Measuring income in the UK Census (SLS)
Tom Clemens, SLS-DSU
Asking questions about income in surveys or in the census in the UK is a difficult and controversial issue. Although people in places like the US and Scandinavia are less protective about the amount of money that they earn, in the UK it is often considered private and sensitive so that many people choose to refuse to answer questionnaires and surveys that ask for income information, including the UK census. Despite regular debates about its inclusion in the years leading up to previous censuses, a question about income has never been included. This creates a problem for researchers interested in using the census (and other data sources) for social research purposes because income is often an extremely important piece of information when trying to understand the effect of poverty on the population. Other measures have often been used instead of income, including area-based measures of deprivation or other measures of socio-economic position such as education or social class, but often they are measuring something different and do not capture very well the particular effects of living on a low income.
At the Scottish Longitudinal Study, we have developed a method to address this problem through the calculation of a “synthetic” measure that estimates individual weekly wage. The method is based on the detailed occupation information contained in the Standard Occupation Classification or SOC. SOC is a hierarchical variable and contains descriptions for around 350 different types of job which are nested within a hierarchy of broader job description categories. This approach is different to previous occupation-based measures such as occupation based social class, because it utilises all of this highly detailed SOC information to calculate a continuous estimate of weekly wage. Other approaches waste this information by aggregating to higher level occupation information. More details about the precise methodology used to derive the estimates, and of their performance against other measures of socio-economic position can be found in a journal article (open access) and an SLS working paper.
As part of the project, a Stata program has been written in order to allow users to produce the estimates in their own research projects; all that is needed in your dataset is the following variables and associated coding:
- Individual single year of age
- Sex (0 for females and 1 for males)
- SOC coded occupation (3 digit format for SOC90 version which was introduced in 1990 or the four digit SOC2000 version which was introduced in 2001)
Once you have these variables you will need to download the Stata program “salaryest20” and “salaryest90” which are simply Stata ado files.

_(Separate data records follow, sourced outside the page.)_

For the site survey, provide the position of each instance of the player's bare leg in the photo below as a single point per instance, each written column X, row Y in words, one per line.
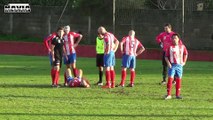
column 56, row 73
column 68, row 66
column 112, row 75
column 75, row 71
column 132, row 77
column 123, row 77
column 108, row 77
column 101, row 69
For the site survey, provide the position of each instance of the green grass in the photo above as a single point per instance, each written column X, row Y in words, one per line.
column 19, row 38
column 25, row 93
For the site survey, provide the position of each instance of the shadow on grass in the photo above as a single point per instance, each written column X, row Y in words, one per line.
column 25, row 86
column 106, row 115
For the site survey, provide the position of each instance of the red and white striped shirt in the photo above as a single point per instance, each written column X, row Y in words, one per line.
column 175, row 53
column 131, row 45
column 109, row 39
column 69, row 41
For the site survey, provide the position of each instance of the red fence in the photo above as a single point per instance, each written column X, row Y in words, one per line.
column 38, row 49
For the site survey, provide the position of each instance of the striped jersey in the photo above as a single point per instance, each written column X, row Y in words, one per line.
column 109, row 39
column 131, row 45
column 175, row 53
column 69, row 41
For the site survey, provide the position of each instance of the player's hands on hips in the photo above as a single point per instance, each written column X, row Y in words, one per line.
column 183, row 63
column 66, row 57
column 161, row 45
column 169, row 65
column 75, row 45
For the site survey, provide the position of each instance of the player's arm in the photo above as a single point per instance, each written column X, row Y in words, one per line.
column 141, row 50
column 116, row 44
column 122, row 45
column 107, row 48
column 52, row 51
column 167, row 59
column 78, row 40
column 46, row 43
column 185, row 56
column 65, row 53
column 80, row 73
column 159, row 40
column 168, row 63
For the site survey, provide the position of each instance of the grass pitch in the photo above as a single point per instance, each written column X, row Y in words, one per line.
column 25, row 93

These will be available from SLS support officers on request and can be installed by selecting the text in the ado files and running them in Stata which will automatically install the program. Once you have done this you can use the following syntax commands to use the programs:
For estimating weekly wage based on SOC90:
salaryest90 newvarname, age(age varname) sex(sex varname) soc(soc90 varname)
For estimating weekly wage based on SOC2000:
salaryest20 newvarname, age(age varname) sex(sex varname) soc(soc2000 varname)
Where newvarname, age varname, sex varname, soc90 varname and soc20 varname should be replaced with, respectively, the name that you want the new wage variable to be, the name of your age variable, the name of your sex variable and the names of the SOC90 and SOC2000 variables in your dataset. The command will then produce a new variable containing estimated weekly wage information and will output descriptive information about this new variable. The commands can be used in any dataset which is missing income but includes information about age, sex and SOC occupation. Anyone who is interested in using these commands in an SLS project should talk to their support officer who can assist you.